On May 22, Hugh Simons and Nicholas Bruch opened their article with “A mistaken and dangerous belief pervades much thinking about the US legal market: that it is consolidating as larger firms grow more quickly than the market by taking share from their smaller rivals. A thoughtful look at the numbers reveals that no such consolidation is happening.”
Entitled Debunking the Consolidation Myth, their research is based on Am Law data over the last 20 years.
In a tightly argued analysis, the authors conclude “Consolidation is not happening. The imperative for law firms to grow is groundless.
Smaller firms that don’t expand internationally are not losing share; in fact, they’ve gained share through the Great Recession.
The data could not be clearer. And yet we know that this simple truth will be ignored.
Facts are an ineffective counterweight to long-held belief.
It’s too bad.”
Well said Hugh and Nicholas, you have proven what those of us outside the walls of the BigLaw establishment have known for some time.

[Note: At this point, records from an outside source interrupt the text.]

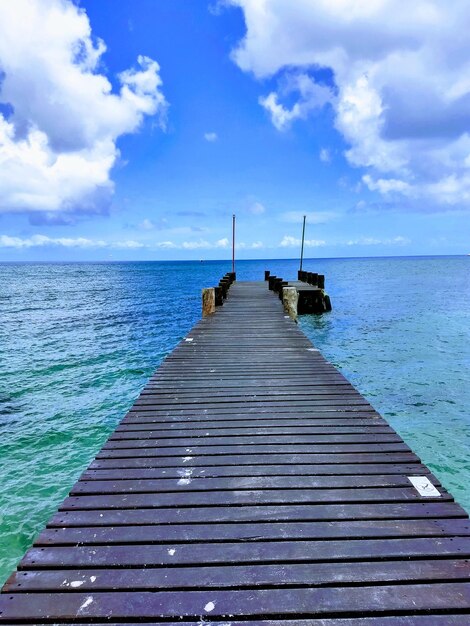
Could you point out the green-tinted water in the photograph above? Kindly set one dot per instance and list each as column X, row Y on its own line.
column 78, row 342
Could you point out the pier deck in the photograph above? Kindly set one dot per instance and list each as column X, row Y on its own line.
column 250, row 483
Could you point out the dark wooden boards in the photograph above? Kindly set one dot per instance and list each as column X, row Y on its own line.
column 250, row 483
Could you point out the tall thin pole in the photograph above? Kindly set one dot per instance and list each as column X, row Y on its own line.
column 302, row 249
column 233, row 242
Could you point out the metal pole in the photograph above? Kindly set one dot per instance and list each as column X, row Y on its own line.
column 233, row 242
column 303, row 239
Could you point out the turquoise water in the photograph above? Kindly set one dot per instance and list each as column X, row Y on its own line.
column 78, row 342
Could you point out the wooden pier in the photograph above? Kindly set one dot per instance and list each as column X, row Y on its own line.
column 250, row 483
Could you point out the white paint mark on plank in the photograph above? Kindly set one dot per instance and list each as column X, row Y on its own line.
column 424, row 486
column 85, row 604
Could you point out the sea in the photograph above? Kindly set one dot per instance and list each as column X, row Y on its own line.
column 78, row 341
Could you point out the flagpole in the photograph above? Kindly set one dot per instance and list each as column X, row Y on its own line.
column 233, row 242
column 303, row 239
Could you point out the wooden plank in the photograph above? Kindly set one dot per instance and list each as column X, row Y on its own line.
column 239, row 576
column 222, row 604
column 256, row 514
column 205, row 472
column 249, row 482
column 247, row 532
column 187, row 482
column 150, row 555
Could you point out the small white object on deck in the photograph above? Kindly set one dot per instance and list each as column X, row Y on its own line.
column 424, row 486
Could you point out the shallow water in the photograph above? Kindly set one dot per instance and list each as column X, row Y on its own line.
column 79, row 341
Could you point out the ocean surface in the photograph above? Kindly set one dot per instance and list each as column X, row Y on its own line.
column 79, row 341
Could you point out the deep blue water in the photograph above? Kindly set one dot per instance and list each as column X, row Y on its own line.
column 78, row 342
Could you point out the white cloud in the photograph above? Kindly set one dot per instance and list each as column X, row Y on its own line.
column 400, row 88
column 147, row 224
column 325, row 155
column 58, row 145
column 313, row 217
column 40, row 241
column 387, row 185
column 373, row 241
column 256, row 245
column 292, row 242
column 311, row 96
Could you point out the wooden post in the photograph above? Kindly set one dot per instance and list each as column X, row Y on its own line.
column 303, row 239
column 208, row 301
column 233, row 243
column 219, row 297
column 289, row 300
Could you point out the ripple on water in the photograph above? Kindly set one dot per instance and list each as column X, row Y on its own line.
column 81, row 340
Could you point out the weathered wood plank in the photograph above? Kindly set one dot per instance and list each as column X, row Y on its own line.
column 249, row 480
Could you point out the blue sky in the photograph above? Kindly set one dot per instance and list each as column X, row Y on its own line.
column 269, row 127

More on small firms and fragmentation
From Peter George on Dialogue: Small firms: Take your size and own it
And from me: Mid-market law firm brouhaha
Last week’s news
Big Law is facing down a market that is more volatile and uncertain than ever before, Jae Um’s refreshing analysis of the Am Law 100 2017 data re-posted on Dialogue on May 15, 2018.
To add grist to the Simons–Bruch mill read their analysis and views on leverage and the proposition that partners are massively under-delegating. Their numbers are breath-taking, e.g. leverage rising to as much as 9:1.